The ability to tolerate otherwise toxic compounds can open up unique niches in nature. Among drosophilid flies, few examples of such adaptations are known and those which are known are typically from highly host-specific species. Here we show that the human commensal species Drosophila busckii uses dimethyldisulfide (DMDS) as a key mediator in its host selection. Despite DMDS’s neurotoxic properties, D. busckii has evolved tolerance towards high concentrations and uses the compound as an olfactory cue to pinpoint food and oviposition sites. This adaptability is likely linked to insensitivity of the enzyme complex cytochrome c oxidase (COX), which is a DMDS target in other insects.
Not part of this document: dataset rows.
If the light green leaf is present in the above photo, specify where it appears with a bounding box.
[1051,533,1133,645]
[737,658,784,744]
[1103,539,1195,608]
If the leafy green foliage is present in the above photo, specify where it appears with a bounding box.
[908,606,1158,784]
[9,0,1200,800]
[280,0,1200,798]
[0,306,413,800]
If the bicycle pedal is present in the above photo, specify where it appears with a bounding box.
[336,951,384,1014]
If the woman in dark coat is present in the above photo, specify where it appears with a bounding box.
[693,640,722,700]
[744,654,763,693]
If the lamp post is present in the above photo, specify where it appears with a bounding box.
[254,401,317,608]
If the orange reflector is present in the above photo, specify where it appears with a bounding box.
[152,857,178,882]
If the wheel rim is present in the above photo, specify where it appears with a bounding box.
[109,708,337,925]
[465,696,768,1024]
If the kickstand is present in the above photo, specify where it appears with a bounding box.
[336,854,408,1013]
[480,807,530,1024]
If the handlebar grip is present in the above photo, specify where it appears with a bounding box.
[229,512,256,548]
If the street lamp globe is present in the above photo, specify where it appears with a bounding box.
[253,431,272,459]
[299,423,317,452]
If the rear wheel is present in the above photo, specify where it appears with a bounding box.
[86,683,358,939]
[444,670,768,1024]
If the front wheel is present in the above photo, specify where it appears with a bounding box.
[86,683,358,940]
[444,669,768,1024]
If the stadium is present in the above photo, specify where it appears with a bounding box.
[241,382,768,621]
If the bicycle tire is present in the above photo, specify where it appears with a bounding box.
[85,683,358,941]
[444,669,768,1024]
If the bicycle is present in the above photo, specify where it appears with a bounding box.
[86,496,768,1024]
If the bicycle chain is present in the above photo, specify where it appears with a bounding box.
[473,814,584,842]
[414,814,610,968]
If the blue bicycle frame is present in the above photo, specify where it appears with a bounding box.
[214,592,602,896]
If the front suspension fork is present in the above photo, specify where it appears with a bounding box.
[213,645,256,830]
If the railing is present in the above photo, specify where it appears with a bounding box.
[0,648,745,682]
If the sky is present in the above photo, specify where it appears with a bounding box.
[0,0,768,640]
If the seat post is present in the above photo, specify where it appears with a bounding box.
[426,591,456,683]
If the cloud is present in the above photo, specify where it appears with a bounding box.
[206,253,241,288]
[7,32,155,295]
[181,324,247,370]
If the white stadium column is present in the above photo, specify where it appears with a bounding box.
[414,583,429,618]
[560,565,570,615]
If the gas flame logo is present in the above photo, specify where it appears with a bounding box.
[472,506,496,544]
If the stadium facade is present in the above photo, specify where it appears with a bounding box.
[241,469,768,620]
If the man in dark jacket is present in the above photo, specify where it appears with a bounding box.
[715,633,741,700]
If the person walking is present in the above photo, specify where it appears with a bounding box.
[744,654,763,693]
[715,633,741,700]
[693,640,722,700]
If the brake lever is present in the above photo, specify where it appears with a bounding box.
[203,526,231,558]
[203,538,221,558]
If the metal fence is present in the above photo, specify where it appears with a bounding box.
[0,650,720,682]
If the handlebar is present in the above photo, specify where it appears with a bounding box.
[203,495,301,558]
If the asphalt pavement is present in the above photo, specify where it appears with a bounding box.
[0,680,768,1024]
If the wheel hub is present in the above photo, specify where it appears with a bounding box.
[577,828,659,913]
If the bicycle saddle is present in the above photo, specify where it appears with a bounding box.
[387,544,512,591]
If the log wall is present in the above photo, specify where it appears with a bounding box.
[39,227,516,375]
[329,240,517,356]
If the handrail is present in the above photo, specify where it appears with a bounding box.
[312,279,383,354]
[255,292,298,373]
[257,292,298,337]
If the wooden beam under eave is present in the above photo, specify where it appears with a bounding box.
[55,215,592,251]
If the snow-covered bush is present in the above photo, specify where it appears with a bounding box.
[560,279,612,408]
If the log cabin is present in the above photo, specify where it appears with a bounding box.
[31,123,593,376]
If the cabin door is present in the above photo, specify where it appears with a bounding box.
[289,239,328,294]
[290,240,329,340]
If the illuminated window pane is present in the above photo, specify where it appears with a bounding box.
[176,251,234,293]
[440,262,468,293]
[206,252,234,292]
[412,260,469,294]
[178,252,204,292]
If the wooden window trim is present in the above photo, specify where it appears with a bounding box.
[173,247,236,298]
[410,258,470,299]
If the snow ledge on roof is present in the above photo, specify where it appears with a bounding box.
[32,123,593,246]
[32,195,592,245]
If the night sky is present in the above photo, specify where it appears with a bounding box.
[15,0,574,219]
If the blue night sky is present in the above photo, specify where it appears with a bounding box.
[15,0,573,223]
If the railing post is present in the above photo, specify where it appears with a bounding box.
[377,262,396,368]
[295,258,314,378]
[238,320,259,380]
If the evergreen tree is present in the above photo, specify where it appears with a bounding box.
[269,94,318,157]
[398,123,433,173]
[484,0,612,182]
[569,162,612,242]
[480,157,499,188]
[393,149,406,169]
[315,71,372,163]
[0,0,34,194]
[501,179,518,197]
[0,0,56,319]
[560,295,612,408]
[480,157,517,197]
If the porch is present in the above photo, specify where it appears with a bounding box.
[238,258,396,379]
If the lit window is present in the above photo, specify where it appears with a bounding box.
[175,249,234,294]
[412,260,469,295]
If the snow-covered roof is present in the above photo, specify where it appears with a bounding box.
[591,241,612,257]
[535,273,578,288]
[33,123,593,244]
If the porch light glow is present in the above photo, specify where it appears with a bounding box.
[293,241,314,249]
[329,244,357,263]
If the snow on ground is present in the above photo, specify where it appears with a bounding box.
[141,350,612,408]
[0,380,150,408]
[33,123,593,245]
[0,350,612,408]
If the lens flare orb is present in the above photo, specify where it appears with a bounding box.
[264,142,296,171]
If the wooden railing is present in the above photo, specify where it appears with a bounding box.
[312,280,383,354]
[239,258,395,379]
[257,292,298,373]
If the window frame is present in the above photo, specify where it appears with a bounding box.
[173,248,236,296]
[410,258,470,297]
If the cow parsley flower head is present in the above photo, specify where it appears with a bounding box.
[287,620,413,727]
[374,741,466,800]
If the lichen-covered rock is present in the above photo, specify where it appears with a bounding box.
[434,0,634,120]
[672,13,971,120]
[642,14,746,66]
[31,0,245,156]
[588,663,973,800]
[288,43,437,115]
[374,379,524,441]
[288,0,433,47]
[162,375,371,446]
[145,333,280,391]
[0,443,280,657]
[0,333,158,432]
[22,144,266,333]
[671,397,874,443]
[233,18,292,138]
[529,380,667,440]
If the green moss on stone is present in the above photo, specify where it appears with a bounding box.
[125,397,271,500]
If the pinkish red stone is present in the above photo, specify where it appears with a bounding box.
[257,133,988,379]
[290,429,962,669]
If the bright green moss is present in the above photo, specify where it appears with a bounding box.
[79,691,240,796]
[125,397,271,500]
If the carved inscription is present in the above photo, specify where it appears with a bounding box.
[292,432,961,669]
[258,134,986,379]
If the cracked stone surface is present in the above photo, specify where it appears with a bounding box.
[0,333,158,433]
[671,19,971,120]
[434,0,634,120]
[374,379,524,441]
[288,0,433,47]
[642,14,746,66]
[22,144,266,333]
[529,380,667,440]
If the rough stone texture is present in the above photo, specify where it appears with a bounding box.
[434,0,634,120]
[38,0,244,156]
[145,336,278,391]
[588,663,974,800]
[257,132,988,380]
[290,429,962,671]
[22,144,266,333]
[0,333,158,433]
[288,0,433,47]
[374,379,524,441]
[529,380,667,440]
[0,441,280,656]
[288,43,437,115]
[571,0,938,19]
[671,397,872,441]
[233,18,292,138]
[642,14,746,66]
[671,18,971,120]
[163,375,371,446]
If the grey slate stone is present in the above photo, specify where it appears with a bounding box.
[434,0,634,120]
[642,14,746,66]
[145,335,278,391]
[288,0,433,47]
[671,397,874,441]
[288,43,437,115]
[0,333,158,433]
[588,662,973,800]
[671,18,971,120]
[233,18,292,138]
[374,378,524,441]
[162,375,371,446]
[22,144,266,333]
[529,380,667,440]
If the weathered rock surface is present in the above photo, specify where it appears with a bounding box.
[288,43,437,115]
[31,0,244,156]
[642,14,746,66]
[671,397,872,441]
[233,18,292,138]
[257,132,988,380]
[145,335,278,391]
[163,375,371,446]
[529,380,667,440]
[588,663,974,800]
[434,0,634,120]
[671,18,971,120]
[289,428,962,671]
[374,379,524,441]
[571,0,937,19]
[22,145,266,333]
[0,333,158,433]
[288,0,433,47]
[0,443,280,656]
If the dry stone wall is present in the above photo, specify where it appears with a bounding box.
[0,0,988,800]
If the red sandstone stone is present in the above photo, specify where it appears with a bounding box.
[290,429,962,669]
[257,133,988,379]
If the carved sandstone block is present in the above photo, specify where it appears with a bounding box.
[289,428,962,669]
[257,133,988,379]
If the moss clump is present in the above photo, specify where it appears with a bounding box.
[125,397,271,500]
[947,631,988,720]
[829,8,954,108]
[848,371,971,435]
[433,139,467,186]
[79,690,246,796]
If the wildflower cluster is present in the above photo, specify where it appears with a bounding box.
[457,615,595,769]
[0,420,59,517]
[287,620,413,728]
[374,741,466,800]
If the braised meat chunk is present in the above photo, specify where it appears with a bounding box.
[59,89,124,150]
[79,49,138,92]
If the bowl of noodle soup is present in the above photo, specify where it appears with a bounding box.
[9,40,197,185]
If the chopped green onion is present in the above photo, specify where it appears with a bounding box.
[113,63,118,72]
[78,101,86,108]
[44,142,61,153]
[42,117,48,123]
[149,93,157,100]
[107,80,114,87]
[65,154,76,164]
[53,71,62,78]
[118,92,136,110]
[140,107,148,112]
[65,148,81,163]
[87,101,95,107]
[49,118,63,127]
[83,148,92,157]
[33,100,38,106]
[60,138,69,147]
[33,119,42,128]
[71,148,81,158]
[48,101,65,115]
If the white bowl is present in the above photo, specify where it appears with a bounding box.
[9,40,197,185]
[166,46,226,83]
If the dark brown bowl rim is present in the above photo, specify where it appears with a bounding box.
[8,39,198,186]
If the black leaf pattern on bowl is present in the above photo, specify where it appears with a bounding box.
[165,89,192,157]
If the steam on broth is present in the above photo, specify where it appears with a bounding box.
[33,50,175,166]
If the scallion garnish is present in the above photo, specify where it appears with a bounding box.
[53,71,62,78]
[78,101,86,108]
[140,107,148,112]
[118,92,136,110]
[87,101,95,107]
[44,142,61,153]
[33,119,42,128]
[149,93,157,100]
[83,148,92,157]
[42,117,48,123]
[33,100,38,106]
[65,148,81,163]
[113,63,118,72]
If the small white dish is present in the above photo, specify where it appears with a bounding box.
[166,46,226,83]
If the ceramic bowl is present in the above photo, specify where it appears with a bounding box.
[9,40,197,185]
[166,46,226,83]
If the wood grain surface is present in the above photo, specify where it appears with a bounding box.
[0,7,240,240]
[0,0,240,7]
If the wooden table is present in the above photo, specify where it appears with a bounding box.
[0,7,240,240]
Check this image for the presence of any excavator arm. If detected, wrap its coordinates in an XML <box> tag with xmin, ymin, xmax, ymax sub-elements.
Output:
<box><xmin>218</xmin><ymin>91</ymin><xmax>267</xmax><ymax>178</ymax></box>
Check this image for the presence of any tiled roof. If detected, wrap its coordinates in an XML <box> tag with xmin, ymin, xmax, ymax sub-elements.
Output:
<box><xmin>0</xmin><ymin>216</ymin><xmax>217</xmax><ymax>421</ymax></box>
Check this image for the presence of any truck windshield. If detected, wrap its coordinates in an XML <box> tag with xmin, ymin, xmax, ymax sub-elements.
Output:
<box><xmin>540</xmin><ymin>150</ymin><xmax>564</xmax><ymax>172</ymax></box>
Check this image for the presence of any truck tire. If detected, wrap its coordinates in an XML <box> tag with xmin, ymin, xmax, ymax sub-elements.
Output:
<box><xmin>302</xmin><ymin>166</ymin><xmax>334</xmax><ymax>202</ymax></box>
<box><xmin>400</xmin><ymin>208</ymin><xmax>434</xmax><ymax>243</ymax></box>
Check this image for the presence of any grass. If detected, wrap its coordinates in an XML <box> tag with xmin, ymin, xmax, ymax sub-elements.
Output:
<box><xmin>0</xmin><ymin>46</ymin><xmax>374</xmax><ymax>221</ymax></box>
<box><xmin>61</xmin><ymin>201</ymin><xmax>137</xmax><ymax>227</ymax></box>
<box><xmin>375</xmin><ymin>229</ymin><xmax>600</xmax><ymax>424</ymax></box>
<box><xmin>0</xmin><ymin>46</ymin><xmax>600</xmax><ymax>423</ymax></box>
Our findings position D. busckii as a potential model for studying resistance to toxic gases affecting COX and offers insight into evolutionary adaptations within specific ecological contexts.

Suggested Citation

  • Venkatesh Pal Mahadevan & Diego Galagovsky & Markus Knaden & Bill S. Hansson, 2025. "Preference for and resistance to a toxic sulfur volatile opens up a unique niche in Drosophila busckii," Nature Communications, Nature, vol. 16(1), pages 1-14, December.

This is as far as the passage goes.